I don't expect anyone to care about my sexual thoughts and you run the risk of making people sick by talking about them, but we are sexual beings [from] the earliest of ages, and if you are talking about a home and what matters to your home and what happens in it and what happens in the privacy of a shelter, you are going to have to talk about that stuff. As far as the lap goes, I just noticed that a map of the forks of Winnipeg just looked like a lap, and we all come from laps. It just seemed to make sense: my mom's lap. The hardest part was just getting her drunk enough to get her to take her girdle off... [laughs wryly]
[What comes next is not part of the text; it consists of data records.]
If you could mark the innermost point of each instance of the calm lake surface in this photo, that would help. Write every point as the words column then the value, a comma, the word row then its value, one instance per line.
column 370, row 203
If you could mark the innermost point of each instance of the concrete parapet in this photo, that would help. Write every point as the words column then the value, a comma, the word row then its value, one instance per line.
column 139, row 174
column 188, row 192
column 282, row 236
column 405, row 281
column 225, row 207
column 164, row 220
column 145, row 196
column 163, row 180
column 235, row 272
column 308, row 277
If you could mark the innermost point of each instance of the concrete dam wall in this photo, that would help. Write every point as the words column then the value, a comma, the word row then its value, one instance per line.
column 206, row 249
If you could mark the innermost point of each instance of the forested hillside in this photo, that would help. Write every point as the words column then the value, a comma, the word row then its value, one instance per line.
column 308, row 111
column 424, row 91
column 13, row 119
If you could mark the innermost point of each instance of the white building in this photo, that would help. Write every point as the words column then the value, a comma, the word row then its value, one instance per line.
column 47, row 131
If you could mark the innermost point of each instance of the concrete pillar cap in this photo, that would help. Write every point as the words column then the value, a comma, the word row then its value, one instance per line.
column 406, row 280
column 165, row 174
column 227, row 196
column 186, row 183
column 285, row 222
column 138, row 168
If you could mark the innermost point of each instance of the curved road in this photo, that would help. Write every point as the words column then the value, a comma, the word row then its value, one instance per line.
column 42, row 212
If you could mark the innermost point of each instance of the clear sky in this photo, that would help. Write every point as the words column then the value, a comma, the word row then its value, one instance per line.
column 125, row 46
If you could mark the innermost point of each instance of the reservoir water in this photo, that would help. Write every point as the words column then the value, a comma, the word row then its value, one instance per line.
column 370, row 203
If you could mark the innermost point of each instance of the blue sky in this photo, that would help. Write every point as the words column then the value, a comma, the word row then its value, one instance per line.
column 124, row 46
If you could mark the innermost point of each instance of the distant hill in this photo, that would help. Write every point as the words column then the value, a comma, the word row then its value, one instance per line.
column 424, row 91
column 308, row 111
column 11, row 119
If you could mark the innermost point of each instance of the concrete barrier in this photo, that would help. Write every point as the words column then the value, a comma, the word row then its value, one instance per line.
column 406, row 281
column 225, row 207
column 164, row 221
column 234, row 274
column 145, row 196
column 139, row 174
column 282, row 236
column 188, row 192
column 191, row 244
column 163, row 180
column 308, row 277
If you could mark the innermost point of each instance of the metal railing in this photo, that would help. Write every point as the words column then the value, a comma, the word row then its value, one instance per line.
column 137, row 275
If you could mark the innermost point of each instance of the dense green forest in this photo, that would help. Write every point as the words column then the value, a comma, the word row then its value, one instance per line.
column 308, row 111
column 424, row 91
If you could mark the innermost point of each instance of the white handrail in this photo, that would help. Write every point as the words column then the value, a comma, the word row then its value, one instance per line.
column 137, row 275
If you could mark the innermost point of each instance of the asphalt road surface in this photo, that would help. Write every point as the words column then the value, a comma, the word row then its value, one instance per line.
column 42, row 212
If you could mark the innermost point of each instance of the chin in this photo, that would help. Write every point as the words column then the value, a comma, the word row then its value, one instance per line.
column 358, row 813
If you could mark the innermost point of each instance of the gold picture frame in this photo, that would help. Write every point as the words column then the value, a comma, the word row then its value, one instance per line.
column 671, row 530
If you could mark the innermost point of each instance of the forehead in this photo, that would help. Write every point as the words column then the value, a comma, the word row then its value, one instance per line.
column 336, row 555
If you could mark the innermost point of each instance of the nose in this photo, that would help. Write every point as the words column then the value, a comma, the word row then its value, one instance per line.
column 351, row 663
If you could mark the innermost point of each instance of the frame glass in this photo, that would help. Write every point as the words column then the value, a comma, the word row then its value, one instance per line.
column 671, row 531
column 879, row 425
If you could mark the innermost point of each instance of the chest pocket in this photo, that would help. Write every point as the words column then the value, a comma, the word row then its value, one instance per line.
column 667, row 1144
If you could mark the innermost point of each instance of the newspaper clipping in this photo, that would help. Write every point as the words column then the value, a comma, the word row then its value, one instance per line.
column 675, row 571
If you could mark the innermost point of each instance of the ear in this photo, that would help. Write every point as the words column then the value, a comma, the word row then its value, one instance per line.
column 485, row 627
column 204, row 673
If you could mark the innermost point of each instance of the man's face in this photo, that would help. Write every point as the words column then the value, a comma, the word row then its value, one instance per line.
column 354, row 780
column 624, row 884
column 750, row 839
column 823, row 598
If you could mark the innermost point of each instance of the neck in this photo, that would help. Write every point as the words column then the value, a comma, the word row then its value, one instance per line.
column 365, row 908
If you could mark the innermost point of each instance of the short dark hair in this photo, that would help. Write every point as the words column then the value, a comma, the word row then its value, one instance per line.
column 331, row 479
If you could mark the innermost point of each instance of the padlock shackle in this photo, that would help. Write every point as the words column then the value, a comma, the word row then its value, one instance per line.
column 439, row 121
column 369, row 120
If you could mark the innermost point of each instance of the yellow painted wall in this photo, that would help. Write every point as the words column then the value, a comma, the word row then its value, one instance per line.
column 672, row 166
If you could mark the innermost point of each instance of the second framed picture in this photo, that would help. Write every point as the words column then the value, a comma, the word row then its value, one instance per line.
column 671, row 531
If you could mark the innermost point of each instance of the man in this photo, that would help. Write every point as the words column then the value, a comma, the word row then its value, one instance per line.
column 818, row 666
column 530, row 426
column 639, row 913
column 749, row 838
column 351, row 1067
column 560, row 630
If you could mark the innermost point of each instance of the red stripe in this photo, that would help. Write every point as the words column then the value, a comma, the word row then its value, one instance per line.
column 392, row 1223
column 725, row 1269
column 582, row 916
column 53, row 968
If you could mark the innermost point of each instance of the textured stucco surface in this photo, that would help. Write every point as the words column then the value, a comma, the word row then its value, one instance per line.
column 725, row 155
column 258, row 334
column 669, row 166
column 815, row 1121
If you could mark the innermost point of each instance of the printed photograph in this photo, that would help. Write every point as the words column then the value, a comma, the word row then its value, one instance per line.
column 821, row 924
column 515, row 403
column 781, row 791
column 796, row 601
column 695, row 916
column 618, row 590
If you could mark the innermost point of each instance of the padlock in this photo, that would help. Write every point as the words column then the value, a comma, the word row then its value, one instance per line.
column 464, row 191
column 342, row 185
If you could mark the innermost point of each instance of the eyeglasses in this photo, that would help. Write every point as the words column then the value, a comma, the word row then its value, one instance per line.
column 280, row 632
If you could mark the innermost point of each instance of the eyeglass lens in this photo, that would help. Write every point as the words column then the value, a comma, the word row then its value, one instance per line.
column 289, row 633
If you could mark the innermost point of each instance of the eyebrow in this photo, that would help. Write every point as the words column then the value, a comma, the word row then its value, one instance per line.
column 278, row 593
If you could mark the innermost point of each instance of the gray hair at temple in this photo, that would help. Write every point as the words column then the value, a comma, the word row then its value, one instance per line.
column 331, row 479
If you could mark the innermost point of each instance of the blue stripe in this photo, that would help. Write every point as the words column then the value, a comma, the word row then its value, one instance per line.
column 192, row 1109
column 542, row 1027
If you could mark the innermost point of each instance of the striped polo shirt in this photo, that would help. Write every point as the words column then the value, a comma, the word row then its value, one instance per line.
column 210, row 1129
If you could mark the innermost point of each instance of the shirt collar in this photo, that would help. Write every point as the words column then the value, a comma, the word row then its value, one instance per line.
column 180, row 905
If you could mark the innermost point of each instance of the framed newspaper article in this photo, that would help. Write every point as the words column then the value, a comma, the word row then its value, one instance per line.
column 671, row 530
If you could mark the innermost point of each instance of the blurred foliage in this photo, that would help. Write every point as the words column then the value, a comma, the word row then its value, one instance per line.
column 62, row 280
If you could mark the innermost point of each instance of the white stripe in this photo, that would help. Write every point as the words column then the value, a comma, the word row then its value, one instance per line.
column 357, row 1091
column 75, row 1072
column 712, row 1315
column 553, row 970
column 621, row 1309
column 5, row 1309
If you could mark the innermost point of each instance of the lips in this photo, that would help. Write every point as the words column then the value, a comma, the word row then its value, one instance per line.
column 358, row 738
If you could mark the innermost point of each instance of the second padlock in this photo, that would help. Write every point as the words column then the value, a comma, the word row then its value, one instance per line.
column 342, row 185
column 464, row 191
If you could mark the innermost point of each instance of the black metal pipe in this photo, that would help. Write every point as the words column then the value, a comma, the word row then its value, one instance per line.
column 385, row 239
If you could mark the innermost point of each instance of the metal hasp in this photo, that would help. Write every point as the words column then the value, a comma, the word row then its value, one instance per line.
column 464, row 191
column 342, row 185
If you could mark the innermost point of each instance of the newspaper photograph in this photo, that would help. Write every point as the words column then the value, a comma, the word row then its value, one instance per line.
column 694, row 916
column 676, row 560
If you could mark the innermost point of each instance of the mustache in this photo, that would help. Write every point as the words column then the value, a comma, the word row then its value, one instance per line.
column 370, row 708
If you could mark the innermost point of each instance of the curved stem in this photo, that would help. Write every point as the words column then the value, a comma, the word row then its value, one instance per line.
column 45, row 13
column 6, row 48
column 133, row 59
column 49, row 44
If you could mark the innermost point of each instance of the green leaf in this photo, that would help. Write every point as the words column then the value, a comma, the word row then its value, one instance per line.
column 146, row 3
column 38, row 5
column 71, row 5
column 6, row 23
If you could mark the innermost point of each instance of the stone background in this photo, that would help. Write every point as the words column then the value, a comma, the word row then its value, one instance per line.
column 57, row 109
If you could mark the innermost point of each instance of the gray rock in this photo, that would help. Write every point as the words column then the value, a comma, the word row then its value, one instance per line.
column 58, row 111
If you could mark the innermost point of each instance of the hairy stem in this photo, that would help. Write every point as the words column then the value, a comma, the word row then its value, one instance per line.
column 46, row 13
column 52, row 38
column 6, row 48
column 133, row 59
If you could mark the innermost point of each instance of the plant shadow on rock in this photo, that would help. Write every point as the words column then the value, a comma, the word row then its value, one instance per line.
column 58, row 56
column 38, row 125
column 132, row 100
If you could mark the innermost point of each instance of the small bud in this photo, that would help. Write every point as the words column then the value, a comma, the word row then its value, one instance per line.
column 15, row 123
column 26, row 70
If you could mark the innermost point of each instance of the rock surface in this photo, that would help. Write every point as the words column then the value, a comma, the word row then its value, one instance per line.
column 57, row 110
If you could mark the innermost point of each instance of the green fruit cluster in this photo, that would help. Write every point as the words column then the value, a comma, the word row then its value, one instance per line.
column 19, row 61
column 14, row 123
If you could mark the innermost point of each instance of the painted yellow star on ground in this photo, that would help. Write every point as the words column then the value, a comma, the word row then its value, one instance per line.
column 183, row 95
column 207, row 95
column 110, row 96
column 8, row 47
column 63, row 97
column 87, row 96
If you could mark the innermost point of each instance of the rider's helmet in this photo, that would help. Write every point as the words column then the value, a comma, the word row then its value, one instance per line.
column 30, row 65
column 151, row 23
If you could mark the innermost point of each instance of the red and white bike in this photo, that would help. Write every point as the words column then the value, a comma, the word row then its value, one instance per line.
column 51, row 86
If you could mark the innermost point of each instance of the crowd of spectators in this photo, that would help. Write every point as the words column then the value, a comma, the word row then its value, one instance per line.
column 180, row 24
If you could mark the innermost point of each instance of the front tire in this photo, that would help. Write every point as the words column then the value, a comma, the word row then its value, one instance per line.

Speaking of the mother figure, where did you find Ann Savage?
Except for cameo as a non-speaking nun in a movie, she hadn't spoken a line of dialogue since 1955. But I felt that she was the only person to play my mother when it became apparent that I would rather not put my mom through this because she is 92. So I lamented to a friend of mine who lives and works in Hollywood, "If only Ann Savage was still with us, because she is the only person who can play my mother in this project." I remembered her from the film Detour. She is literally the most ferocious femme fatale in film noir history. She is just so... savage. And I just thought, this is the only force of nature that even comes close to her Canadian counterpart, my mother. If only she was still around to play my mother, then I would be set. And this guy I was talking to said, "Ann Savage was just at my wedding! I have got her phone number and you can just call her up." So I started a lengthy seduction process where I lured her out of retirement. She had been asked to do a number of film appearances in scripts [but they] reminded her too much of Detour. This was the first time where she had been offered a script that had nothing to do with Detour so she was very flattered and excited about taking on a role that had something to do with her age now.